Strafjustiz im Blindflug: Berlin braucht endlich Transparenz bei Untersuchungshaft und Verfahrensdauern

Die Antwort des CDU-SPD-Senats auf meine Anfrage „Strafjustiz in Berlin – Aktuelle Lage und künftige Herausforderungen“ offenbart gravierende Defizite im Umgang mit Untersuchungshaftverfahren in Berlin. Zwar betont der Senat die Bedeutung des Beschleunigungsgebots – tatsächlich aber fehlt es an jeder systematischen Kontrolle, ob dieses Gebot auch eingehalten wird. Verfahrensdauern in Haftsachen werden nicht statistisch erfasst, und der Senat kann daher keine belastbaren Aussagen zur tatsächlichen Umsetzung des Beschleunigungsgebots machen.

Dabei ist die Lage alarmierend: Allein im Jahr 2024 wurden fünf Haftbefehle aufgehoben, weil die Verfahren zu lange dauerten. Dass der Senat darin keine systemischen Defizite erkennen will, ist rechtspolitisch fahrlässig. Es geht hier um Grundrechtseingriffe – und die dürfen nicht im statistischen Blindflug erfolgen.

Der Senat muss endlich verbindliche Standards für die Erfassung von Verfahrensdauern in Haftsachen schaffen.
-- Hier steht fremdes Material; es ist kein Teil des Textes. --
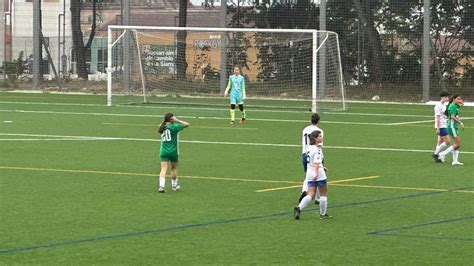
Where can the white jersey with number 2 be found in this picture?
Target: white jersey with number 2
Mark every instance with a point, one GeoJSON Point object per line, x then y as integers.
{"type": "Point", "coordinates": [305, 138]}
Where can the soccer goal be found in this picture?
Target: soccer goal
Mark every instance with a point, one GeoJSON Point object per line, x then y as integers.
{"type": "Point", "coordinates": [302, 66]}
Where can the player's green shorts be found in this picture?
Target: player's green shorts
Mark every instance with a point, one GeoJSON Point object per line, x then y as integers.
{"type": "Point", "coordinates": [453, 132]}
{"type": "Point", "coordinates": [169, 157]}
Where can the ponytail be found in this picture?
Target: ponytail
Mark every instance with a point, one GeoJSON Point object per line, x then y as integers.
{"type": "Point", "coordinates": [166, 120]}
{"type": "Point", "coordinates": [446, 112]}
{"type": "Point", "coordinates": [162, 127]}
{"type": "Point", "coordinates": [313, 136]}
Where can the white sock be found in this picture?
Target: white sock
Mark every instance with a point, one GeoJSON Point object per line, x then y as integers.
{"type": "Point", "coordinates": [448, 150]}
{"type": "Point", "coordinates": [455, 155]}
{"type": "Point", "coordinates": [305, 186]}
{"type": "Point", "coordinates": [304, 202]}
{"type": "Point", "coordinates": [323, 205]}
{"type": "Point", "coordinates": [440, 147]}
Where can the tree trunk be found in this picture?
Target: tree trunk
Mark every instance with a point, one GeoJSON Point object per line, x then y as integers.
{"type": "Point", "coordinates": [77, 37]}
{"type": "Point", "coordinates": [181, 64]}
{"type": "Point", "coordinates": [365, 15]}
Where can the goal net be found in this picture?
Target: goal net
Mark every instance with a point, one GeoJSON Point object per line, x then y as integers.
{"type": "Point", "coordinates": [302, 67]}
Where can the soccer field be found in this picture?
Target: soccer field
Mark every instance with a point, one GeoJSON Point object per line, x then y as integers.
{"type": "Point", "coordinates": [78, 185]}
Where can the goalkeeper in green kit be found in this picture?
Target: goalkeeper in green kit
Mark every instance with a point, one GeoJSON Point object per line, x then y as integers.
{"type": "Point", "coordinates": [169, 152]}
{"type": "Point", "coordinates": [236, 86]}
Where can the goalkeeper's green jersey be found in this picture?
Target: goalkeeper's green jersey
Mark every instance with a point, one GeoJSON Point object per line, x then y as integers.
{"type": "Point", "coordinates": [169, 138]}
{"type": "Point", "coordinates": [453, 109]}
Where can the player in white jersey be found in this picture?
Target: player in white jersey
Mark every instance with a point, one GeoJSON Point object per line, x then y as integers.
{"type": "Point", "coordinates": [441, 119]}
{"type": "Point", "coordinates": [305, 139]}
{"type": "Point", "coordinates": [315, 177]}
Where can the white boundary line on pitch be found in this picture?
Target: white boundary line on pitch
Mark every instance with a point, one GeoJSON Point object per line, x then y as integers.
{"type": "Point", "coordinates": [150, 125]}
{"type": "Point", "coordinates": [201, 117]}
{"type": "Point", "coordinates": [79, 138]}
{"type": "Point", "coordinates": [213, 109]}
{"type": "Point", "coordinates": [420, 122]}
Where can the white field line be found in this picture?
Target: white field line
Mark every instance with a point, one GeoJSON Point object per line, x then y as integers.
{"type": "Point", "coordinates": [195, 117]}
{"type": "Point", "coordinates": [150, 125]}
{"type": "Point", "coordinates": [420, 122]}
{"type": "Point", "coordinates": [187, 117]}
{"type": "Point", "coordinates": [214, 109]}
{"type": "Point", "coordinates": [45, 139]}
{"type": "Point", "coordinates": [80, 138]}
{"type": "Point", "coordinates": [411, 122]}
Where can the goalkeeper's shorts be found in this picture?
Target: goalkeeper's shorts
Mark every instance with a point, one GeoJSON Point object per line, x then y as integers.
{"type": "Point", "coordinates": [236, 99]}
{"type": "Point", "coordinates": [169, 157]}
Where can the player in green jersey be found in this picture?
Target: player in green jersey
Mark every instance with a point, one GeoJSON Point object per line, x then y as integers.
{"type": "Point", "coordinates": [169, 130]}
{"type": "Point", "coordinates": [454, 122]}
{"type": "Point", "coordinates": [236, 87]}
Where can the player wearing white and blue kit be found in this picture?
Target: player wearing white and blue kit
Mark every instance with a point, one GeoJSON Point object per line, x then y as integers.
{"type": "Point", "coordinates": [305, 140]}
{"type": "Point", "coordinates": [315, 177]}
{"type": "Point", "coordinates": [441, 119]}
{"type": "Point", "coordinates": [236, 86]}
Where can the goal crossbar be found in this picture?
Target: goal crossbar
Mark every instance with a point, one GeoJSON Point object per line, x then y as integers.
{"type": "Point", "coordinates": [315, 48]}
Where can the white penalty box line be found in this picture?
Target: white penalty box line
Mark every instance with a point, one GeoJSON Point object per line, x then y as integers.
{"type": "Point", "coordinates": [40, 137]}
{"type": "Point", "coordinates": [226, 118]}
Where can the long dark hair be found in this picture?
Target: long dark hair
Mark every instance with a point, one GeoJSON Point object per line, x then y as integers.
{"type": "Point", "coordinates": [446, 112]}
{"type": "Point", "coordinates": [313, 136]}
{"type": "Point", "coordinates": [166, 120]}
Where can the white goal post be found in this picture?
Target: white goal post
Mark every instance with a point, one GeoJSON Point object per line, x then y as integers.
{"type": "Point", "coordinates": [314, 52]}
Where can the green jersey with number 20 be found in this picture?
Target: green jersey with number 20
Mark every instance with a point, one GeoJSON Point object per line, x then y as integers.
{"type": "Point", "coordinates": [169, 138]}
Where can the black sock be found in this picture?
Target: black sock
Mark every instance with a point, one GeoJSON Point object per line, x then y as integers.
{"type": "Point", "coordinates": [303, 194]}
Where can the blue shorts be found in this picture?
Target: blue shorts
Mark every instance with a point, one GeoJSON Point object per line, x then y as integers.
{"type": "Point", "coordinates": [443, 132]}
{"type": "Point", "coordinates": [304, 161]}
{"type": "Point", "coordinates": [320, 183]}
{"type": "Point", "coordinates": [236, 99]}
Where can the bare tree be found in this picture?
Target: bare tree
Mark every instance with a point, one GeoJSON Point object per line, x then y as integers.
{"type": "Point", "coordinates": [181, 64]}
{"type": "Point", "coordinates": [365, 14]}
{"type": "Point", "coordinates": [77, 37]}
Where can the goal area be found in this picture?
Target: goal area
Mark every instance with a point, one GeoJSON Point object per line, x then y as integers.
{"type": "Point", "coordinates": [149, 64]}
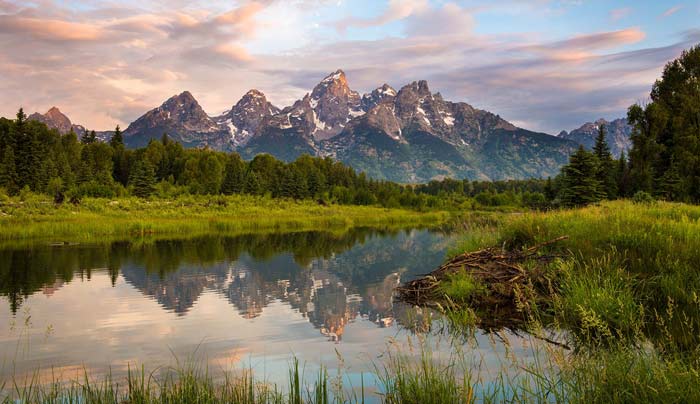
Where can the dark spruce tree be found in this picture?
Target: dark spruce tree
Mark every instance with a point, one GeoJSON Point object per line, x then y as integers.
{"type": "Point", "coordinates": [143, 178]}
{"type": "Point", "coordinates": [579, 183]}
{"type": "Point", "coordinates": [8, 172]}
{"type": "Point", "coordinates": [666, 133]}
{"type": "Point", "coordinates": [234, 175]}
{"type": "Point", "coordinates": [117, 139]}
{"type": "Point", "coordinates": [606, 165]}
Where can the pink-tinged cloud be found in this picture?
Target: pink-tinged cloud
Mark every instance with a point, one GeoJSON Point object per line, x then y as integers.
{"type": "Point", "coordinates": [620, 13]}
{"type": "Point", "coordinates": [396, 10]}
{"type": "Point", "coordinates": [602, 40]}
{"type": "Point", "coordinates": [50, 30]}
{"type": "Point", "coordinates": [234, 52]}
{"type": "Point", "coordinates": [671, 11]}
{"type": "Point", "coordinates": [241, 14]}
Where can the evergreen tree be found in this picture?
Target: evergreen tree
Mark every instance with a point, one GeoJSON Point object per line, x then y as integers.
{"type": "Point", "coordinates": [666, 132]}
{"type": "Point", "coordinates": [24, 153]}
{"type": "Point", "coordinates": [142, 178]}
{"type": "Point", "coordinates": [89, 137]}
{"type": "Point", "coordinates": [117, 140]}
{"type": "Point", "coordinates": [252, 184]}
{"type": "Point", "coordinates": [21, 119]}
{"type": "Point", "coordinates": [580, 186]}
{"type": "Point", "coordinates": [670, 184]}
{"type": "Point", "coordinates": [606, 165]}
{"type": "Point", "coordinates": [549, 192]}
{"type": "Point", "coordinates": [8, 173]}
{"type": "Point", "coordinates": [234, 176]}
{"type": "Point", "coordinates": [622, 176]}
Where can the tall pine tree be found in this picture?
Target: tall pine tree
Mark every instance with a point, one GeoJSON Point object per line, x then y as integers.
{"type": "Point", "coordinates": [143, 178]}
{"type": "Point", "coordinates": [580, 185]}
{"type": "Point", "coordinates": [606, 165]}
{"type": "Point", "coordinates": [8, 172]}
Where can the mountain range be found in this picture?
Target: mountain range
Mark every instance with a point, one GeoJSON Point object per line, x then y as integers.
{"type": "Point", "coordinates": [409, 135]}
{"type": "Point", "coordinates": [617, 134]}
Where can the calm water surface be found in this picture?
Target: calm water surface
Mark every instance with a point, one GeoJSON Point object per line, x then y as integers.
{"type": "Point", "coordinates": [246, 301]}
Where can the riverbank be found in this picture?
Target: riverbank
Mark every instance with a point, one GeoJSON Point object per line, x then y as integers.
{"type": "Point", "coordinates": [37, 217]}
{"type": "Point", "coordinates": [622, 292]}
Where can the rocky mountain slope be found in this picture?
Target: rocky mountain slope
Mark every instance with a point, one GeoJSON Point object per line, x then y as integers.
{"type": "Point", "coordinates": [409, 135]}
{"type": "Point", "coordinates": [54, 118]}
{"type": "Point", "coordinates": [617, 135]}
{"type": "Point", "coordinates": [184, 120]}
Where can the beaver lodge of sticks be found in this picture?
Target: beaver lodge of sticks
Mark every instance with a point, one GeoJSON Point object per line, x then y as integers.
{"type": "Point", "coordinates": [510, 285]}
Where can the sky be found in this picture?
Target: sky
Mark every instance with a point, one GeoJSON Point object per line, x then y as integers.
{"type": "Point", "coordinates": [544, 65]}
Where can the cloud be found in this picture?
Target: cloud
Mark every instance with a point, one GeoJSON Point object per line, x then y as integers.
{"type": "Point", "coordinates": [109, 65]}
{"type": "Point", "coordinates": [396, 10]}
{"type": "Point", "coordinates": [671, 11]}
{"type": "Point", "coordinates": [50, 30]}
{"type": "Point", "coordinates": [620, 13]}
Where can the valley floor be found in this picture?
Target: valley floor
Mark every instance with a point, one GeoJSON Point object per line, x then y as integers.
{"type": "Point", "coordinates": [622, 295]}
{"type": "Point", "coordinates": [37, 217]}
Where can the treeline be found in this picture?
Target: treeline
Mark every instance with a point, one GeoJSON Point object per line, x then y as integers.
{"type": "Point", "coordinates": [664, 161]}
{"type": "Point", "coordinates": [41, 160]}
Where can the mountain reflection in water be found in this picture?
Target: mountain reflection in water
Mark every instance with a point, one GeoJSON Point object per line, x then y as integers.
{"type": "Point", "coordinates": [330, 279]}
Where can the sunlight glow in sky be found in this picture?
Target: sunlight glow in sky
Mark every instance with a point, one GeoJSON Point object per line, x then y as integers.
{"type": "Point", "coordinates": [543, 65]}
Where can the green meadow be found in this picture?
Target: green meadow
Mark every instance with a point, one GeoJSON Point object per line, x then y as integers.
{"type": "Point", "coordinates": [623, 303]}
{"type": "Point", "coordinates": [34, 216]}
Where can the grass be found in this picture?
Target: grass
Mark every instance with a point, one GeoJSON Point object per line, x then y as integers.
{"type": "Point", "coordinates": [36, 217]}
{"type": "Point", "coordinates": [462, 287]}
{"type": "Point", "coordinates": [625, 297]}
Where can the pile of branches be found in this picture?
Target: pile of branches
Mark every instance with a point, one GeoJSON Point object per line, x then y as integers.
{"type": "Point", "coordinates": [516, 282]}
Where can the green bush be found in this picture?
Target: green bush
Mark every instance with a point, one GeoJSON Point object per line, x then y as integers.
{"type": "Point", "coordinates": [642, 197]}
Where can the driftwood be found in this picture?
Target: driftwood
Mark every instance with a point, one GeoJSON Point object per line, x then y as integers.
{"type": "Point", "coordinates": [516, 281]}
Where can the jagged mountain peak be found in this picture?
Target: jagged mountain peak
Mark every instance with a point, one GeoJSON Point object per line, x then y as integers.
{"type": "Point", "coordinates": [55, 119]}
{"type": "Point", "coordinates": [54, 111]}
{"type": "Point", "coordinates": [178, 101]}
{"type": "Point", "coordinates": [617, 134]}
{"type": "Point", "coordinates": [379, 95]}
{"type": "Point", "coordinates": [183, 119]}
{"type": "Point", "coordinates": [335, 83]}
{"type": "Point", "coordinates": [243, 119]}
Eine jährliche Berichterstattung an das Abgeordnetenhaus sowie ein internes Frühwarnsystem bei Verfahrensverzögerungen sind unverzichtbar, um die Wahrung des Beschleunigungsgebots zuverlässig sicherzustellen.

Auch die Personal- und Ressourcenplanung der Strafjustiz lässt zu wünschen übrig. Trotz zahlreicher Ruhestandsabgänge in den kommenden Jahren sind viele Stellen bereits jetzt unbesetzt. Es fehlt an einer vorausschauenden, strategisch gesteuerten Personalpolitik, die den wachsenden Anforderungen der Berliner Justiz gerecht wird.

Als Grüne setzen wir uns für eine moderne, verlässliche und grundrechtsorientierte Strafjustiz ein – mit klaren Standards, transparenter Kontrolle und einer Justiz, die den Menschen in den Mittelpunkt stellt.